IT seems that we used to have more of everything in Glasgow.

More schools, hospitals, community centres, community workers, police stations, train stations.

The only thing there seems to more of are things that we don’t really need, nice as some of them are, like US corporation owned coffee shops.

Every year for the last decade and beyond there are cuts to council budgets which means cuts to services.

So that means fewer of those things listed above, the services not the coffee shops.

And next week the City Treasurer, Allan Gow, will have to put forward a council budget, one that will have £50m to spend less than last year.

Already we have seen some of the options/suggestions, things that could happen but are not definite, which would deliver savings towards that £50million figure.

Say it quick enough and it doesn’t seem a huge number.

It is. It is enormous. Enormous because it is on top of hundreds of millions that have already been taken out of budgets over the years.

Whatever Mr Gow comes up with, whatever suggestions from the council officers in each department he decides can be approved, it will be unpopular.

That is the nature of the job. He is like the Chancellor, except he can’t even knock a penny off a pint of beer for a cheap headline in the vain hope that the working classes will cheer. Spoiler alert to the new chancellor, we care more about other things than beer.

No, and what limited tools for raising revenue he has are unpopular.

He has a few choices.

He can increase charges and fees for services like leisure centres, parking, care charges and anything else you need to pay the council for.

He can increase council tax but only by 3%, which he probably will, which doesn’t really make any significant dent in the £50m he needs to save.

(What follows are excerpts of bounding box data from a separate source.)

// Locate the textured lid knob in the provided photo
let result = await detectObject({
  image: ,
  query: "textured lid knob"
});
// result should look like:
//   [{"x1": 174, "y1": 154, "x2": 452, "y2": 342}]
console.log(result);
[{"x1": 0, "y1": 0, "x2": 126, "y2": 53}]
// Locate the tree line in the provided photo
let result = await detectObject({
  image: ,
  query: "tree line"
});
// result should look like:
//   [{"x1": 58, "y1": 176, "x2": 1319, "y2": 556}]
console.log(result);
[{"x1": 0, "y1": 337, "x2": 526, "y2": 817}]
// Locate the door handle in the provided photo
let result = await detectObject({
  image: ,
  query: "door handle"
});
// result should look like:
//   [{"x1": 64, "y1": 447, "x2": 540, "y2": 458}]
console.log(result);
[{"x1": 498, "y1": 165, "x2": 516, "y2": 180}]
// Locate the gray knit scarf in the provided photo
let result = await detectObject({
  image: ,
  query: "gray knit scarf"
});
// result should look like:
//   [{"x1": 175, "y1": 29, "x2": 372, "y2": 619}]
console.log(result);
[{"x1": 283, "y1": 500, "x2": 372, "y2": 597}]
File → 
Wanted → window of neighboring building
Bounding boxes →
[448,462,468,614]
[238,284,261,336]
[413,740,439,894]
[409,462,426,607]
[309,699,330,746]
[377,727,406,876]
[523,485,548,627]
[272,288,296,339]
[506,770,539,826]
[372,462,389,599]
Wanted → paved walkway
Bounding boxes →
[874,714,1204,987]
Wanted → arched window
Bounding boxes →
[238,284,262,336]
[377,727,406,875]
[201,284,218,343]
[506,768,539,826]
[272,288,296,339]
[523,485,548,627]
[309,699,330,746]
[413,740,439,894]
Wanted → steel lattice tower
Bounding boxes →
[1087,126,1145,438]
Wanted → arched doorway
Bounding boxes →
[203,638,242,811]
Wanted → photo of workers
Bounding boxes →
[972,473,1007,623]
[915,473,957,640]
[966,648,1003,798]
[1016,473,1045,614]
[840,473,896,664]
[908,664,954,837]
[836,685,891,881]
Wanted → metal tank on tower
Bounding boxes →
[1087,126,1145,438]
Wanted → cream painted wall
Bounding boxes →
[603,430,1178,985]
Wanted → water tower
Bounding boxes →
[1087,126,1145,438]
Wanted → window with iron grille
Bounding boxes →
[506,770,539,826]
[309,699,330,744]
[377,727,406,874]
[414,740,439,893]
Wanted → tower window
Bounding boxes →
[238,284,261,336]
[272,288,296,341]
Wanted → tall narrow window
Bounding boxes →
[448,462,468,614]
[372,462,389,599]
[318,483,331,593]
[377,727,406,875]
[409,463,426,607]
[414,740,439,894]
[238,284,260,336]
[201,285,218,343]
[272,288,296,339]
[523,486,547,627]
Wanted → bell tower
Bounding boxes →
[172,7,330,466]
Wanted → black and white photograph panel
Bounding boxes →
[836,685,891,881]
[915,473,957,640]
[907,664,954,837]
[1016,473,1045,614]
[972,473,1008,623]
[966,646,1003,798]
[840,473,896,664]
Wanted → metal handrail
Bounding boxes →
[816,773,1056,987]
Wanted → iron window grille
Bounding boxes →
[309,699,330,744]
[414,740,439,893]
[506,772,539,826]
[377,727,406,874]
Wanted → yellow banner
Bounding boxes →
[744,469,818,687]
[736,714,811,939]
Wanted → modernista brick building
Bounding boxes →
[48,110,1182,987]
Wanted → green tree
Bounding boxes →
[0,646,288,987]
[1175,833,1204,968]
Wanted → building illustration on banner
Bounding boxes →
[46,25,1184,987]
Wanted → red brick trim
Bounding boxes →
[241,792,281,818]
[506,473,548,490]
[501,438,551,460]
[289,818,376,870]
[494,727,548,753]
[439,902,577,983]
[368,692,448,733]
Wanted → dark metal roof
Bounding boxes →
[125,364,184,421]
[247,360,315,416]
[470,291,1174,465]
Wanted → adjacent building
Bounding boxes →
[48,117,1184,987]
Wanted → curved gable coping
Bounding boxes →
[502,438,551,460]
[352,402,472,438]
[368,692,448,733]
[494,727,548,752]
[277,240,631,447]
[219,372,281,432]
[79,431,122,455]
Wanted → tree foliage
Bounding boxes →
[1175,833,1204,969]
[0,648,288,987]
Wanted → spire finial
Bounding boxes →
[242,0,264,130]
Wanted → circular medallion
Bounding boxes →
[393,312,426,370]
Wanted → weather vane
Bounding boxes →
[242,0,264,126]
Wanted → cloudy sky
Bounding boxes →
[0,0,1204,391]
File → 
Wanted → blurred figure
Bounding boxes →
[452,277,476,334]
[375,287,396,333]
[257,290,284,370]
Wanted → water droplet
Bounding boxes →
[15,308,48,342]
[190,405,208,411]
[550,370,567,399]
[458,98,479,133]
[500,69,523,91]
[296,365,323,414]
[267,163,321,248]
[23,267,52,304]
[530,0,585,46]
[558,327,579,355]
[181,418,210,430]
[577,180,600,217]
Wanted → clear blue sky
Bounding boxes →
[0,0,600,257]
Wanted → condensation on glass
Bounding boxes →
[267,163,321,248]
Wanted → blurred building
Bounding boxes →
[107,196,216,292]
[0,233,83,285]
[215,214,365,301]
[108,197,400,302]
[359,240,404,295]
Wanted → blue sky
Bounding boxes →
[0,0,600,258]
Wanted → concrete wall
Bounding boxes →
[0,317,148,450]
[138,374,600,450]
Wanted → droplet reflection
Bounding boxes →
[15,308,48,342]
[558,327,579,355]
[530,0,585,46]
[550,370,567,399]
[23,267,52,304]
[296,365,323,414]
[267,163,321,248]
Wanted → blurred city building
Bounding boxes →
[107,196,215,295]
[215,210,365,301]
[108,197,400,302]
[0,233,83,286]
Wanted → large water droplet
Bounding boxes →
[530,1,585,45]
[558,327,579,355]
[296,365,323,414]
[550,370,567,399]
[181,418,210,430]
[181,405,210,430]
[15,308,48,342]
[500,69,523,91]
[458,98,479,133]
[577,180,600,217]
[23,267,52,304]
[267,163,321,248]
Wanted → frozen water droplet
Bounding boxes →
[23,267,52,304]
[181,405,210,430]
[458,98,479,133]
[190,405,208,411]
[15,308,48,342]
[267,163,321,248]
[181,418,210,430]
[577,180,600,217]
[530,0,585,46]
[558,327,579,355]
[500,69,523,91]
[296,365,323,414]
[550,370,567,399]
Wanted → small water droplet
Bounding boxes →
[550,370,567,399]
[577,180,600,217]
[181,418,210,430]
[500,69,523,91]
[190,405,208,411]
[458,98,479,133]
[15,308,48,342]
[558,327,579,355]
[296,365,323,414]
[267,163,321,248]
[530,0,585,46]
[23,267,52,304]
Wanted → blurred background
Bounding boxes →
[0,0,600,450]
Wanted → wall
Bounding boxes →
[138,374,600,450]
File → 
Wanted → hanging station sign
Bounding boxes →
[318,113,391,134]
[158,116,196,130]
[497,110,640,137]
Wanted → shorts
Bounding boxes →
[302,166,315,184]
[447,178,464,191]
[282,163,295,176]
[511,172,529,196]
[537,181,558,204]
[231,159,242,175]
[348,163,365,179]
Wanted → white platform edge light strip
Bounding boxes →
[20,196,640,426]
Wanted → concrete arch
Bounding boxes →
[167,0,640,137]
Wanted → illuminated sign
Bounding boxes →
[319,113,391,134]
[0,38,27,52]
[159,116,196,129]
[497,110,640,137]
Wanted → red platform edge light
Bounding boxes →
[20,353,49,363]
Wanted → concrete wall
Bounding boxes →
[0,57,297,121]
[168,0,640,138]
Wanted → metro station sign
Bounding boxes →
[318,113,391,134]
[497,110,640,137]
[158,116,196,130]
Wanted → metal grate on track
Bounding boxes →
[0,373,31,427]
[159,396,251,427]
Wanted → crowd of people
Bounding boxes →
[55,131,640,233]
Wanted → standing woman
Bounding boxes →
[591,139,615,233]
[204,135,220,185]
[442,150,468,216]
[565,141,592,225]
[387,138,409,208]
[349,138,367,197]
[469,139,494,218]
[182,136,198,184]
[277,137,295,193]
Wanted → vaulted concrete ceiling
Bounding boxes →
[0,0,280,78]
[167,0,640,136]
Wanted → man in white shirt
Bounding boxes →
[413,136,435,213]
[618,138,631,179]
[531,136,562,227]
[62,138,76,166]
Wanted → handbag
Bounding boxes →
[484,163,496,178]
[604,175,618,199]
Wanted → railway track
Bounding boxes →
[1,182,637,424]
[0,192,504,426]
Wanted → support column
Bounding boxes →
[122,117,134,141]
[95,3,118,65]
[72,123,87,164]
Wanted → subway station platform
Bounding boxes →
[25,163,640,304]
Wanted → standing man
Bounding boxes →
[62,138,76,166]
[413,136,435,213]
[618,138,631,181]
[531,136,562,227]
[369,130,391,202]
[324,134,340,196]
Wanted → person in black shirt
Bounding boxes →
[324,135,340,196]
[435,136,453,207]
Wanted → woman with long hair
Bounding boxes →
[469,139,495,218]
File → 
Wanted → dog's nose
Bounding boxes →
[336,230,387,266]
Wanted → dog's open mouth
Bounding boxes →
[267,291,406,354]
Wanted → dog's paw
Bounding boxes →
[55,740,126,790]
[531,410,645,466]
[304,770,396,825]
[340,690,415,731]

He can go to the Scottish Government, with the other council leaders, and state the case for more money for local government.

Money for things the council has discretion on which to spend it, as so much of what the Scottish Government gives to the council has to be spent on priorities decided by Government ministers in Edinburgh.

Or he can go to the departments in the council and say, you need to cut this much from your budgets.

The answer is probably a mix of all three. But for years it has been heavily weighted towards increasing fees and cutting services, with the latter bearing the brunt.

There has not been enough success from asking the Scottish Government for more money.

Every year we hear a Finance Secretary telling us that local government is getting a fair deal and has more money to spend, the message is the same it’s just the voice that changes.

Maybe on paper by moving figures around various columns it can be made to look the case.

But it doesn’t change the fact that, this year, Glasgow City Council has to make £50million worth of cuts on top of year after year of cuts.

All over the city there are sites where once stood a primary school or a secondary school that didn’t involve a bus to get there.

There is wasteland where people under thirty aren’t old enough to remember what once stood there.

When Mr Gow stands up next week to put forward his budget, other parties will put forward theirs and then there will be a vote.

By the time the decisions are taken it will be too late for communities to organise and state their case for why their library should stay open or community centre should be given investment not closure.

In the Glasgow Times again this year we have reported on some of the options being discussed.

It included closing golf courses, museums libraries and community centre. It wasn’t exhaustive it wasn’t every suggestion.

Since becoming Treasurer Mr Gow has been open about the challenges he faces.

But what is missing is communities being given advance notice of what could be coming their way. And whatever representations are being made to the Scottish Government are not enough because the cuts continue.

People should have enough time to make representations, like campaigners from Whitehill and Drumchapel pools did last year.

People want local services, and are prepared to fight for them. They should be given the opportunity and our councillors of every party should be doing the same.